To solve the problem of calculating the work required to slowly pull the hanging part of the chain back to the table, we can follow these steps: ### Step 1: Identify the mass of the hanging part of the chain The total mass of the chain is \( M \) and the total length of the chain is \( L \). Since \( \frac{L}{4} \) of the chain is hanging, the mass of the hanging part can be calculated as follows: \[ \text{Mass of hanging part} = \frac{M}{L} \times \frac{L}{4} = \frac{M}{4} \] ### Step 2: Calculate the gravitational force on the hanging part The gravitational force acting on the hanging part of the chain is given by the product of its mass and the acceleration due to gravity \( g \): \[ \text{Gravitational force} = \text{Mass} \times g = \left(\frac{M}{4}\right) g = \frac{Mg}{4} \] ### Step 3: Determine the center of mass of the hanging part The center of mass of the hanging part, which is \( \frac{L}{4} \) long, is located at its midpoint.

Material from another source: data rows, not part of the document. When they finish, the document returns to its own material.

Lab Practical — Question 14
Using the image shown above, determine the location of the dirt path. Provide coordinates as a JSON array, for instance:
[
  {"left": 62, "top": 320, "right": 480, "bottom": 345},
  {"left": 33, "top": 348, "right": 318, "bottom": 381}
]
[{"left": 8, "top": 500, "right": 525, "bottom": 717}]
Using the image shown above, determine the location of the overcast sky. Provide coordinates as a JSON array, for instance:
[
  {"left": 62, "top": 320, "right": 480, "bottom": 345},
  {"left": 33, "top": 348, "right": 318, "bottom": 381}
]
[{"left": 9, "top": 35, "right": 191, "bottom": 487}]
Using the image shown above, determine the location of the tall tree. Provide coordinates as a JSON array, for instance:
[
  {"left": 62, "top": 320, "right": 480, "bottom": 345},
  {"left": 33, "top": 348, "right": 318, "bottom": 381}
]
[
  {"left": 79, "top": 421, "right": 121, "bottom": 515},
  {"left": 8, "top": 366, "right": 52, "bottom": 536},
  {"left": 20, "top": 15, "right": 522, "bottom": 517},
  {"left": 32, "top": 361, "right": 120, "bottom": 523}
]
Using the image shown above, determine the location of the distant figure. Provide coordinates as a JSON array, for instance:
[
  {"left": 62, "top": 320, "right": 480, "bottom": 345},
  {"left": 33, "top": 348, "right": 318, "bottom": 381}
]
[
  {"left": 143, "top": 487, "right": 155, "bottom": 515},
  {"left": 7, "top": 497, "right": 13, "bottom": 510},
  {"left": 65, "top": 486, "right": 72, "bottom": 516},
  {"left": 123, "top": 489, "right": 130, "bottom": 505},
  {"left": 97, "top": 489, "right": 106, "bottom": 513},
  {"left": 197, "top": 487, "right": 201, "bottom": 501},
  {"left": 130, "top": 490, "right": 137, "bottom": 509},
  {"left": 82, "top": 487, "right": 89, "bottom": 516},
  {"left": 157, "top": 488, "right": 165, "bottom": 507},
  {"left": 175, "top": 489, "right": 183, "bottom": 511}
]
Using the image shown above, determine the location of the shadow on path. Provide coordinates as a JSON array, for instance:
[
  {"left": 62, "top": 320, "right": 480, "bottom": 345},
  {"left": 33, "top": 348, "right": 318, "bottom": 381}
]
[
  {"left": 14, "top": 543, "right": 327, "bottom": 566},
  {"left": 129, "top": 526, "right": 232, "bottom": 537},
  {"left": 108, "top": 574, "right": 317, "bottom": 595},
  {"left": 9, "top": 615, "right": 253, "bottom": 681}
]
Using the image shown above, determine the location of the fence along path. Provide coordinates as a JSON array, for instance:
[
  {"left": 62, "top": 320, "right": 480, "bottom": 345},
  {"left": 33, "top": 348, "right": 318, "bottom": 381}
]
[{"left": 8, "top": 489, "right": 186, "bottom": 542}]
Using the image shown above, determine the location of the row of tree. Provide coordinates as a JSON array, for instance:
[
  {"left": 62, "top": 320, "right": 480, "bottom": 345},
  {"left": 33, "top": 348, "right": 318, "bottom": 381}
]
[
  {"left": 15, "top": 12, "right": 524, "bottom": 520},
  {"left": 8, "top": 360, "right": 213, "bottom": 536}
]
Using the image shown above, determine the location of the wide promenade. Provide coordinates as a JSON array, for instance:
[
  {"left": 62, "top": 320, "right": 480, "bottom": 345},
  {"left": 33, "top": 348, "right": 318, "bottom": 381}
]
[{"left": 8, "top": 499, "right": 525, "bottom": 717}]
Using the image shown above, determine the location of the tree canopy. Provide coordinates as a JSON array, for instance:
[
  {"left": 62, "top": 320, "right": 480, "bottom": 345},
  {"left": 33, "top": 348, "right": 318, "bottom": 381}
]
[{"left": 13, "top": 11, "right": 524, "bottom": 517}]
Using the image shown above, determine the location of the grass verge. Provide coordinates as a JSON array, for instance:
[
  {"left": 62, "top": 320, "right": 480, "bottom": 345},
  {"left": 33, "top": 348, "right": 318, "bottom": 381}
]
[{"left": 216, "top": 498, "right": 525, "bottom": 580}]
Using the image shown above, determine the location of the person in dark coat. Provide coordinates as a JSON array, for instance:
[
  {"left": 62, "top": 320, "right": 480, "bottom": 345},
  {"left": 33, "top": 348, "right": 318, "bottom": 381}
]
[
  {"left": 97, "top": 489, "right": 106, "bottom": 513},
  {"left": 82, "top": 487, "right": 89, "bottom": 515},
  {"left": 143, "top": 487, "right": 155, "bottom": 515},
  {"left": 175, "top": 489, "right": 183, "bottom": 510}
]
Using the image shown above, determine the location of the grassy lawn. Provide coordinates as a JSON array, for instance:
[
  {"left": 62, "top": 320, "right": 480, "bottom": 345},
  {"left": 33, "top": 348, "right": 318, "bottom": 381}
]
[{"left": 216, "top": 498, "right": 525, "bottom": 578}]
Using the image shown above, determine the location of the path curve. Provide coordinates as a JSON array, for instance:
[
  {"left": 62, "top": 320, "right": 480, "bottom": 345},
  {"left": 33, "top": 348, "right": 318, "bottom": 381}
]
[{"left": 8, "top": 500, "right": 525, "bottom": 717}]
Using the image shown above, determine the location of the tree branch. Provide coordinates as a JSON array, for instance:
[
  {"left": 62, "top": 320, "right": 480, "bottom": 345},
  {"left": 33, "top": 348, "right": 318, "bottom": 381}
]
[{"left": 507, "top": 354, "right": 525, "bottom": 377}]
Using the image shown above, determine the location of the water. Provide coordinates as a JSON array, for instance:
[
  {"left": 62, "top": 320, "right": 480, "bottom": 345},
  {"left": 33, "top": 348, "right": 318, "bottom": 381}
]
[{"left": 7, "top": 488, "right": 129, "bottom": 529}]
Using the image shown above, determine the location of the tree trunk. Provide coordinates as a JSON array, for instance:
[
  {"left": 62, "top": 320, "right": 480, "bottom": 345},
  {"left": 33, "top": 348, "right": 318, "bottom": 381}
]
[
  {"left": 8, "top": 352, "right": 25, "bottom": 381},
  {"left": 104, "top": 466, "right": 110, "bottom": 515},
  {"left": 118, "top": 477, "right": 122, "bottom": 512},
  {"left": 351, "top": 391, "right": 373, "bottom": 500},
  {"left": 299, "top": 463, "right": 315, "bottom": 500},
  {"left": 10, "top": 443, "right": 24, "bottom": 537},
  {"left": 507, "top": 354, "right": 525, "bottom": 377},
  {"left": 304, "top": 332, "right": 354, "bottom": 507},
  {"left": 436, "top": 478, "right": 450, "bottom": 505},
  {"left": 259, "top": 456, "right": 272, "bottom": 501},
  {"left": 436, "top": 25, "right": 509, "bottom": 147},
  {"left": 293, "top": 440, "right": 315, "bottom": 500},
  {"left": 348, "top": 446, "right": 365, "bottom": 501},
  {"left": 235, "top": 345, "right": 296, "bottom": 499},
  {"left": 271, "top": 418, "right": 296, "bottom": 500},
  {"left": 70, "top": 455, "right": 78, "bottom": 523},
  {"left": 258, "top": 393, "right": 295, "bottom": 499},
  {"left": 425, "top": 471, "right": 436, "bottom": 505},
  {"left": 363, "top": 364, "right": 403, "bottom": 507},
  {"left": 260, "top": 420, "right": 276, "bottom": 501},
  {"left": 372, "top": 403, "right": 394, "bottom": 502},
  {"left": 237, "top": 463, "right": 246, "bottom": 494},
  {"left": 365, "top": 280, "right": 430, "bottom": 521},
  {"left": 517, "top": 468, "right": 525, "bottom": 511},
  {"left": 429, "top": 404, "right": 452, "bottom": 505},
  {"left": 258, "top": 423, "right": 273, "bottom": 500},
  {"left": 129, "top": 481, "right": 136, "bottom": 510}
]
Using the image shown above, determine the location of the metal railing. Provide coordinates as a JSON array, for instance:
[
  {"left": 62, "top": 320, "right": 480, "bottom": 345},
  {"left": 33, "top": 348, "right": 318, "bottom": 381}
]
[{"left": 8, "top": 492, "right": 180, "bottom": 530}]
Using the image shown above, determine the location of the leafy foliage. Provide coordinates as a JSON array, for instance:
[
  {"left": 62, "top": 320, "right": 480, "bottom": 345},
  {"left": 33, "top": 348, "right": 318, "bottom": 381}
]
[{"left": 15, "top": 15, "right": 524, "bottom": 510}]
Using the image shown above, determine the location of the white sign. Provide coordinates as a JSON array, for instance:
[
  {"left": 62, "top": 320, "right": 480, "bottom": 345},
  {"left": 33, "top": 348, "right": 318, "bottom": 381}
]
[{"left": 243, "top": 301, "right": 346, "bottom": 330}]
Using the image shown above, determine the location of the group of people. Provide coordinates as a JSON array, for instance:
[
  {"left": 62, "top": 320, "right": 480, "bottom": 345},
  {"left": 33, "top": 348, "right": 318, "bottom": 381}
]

Therefore, the distance from the table to the center of mass is: \[ \text{Distance to center of mass} = \frac{L}{4} \div 2 = \frac{L}{8} \] ### Step 4: Calculate the work done to lift the hanging part The work done \( W \) against gravity to lift the hanging part back to the table can be calculated using the formula: \[ W = \text{Force} \times \text{Distance} \] Since the force is acting in the opposite direction of the displacement (lifting the chain), we take the angle between force and displacement as 180 degrees, thus: \[ W = \left(\frac{Mg}{4}\right) \times \left(\frac{L}{8}\right) \times \cos(180^\circ) \] Since \( \cos(180^\circ) = -1 \): \[ W = -\left(\frac{Mg}{4}\right) \times \left(\frac{L}{8}\right) = -\frac{MgL}{32} \] However, we are interested in the magnitude of work done, so we take the positive value: \[ W = \frac{MgL}{32} \] ### Final Answer The work required to slowly pull the hanging part back to the table is: \[ \boxed{\frac{MgL}{32}} \]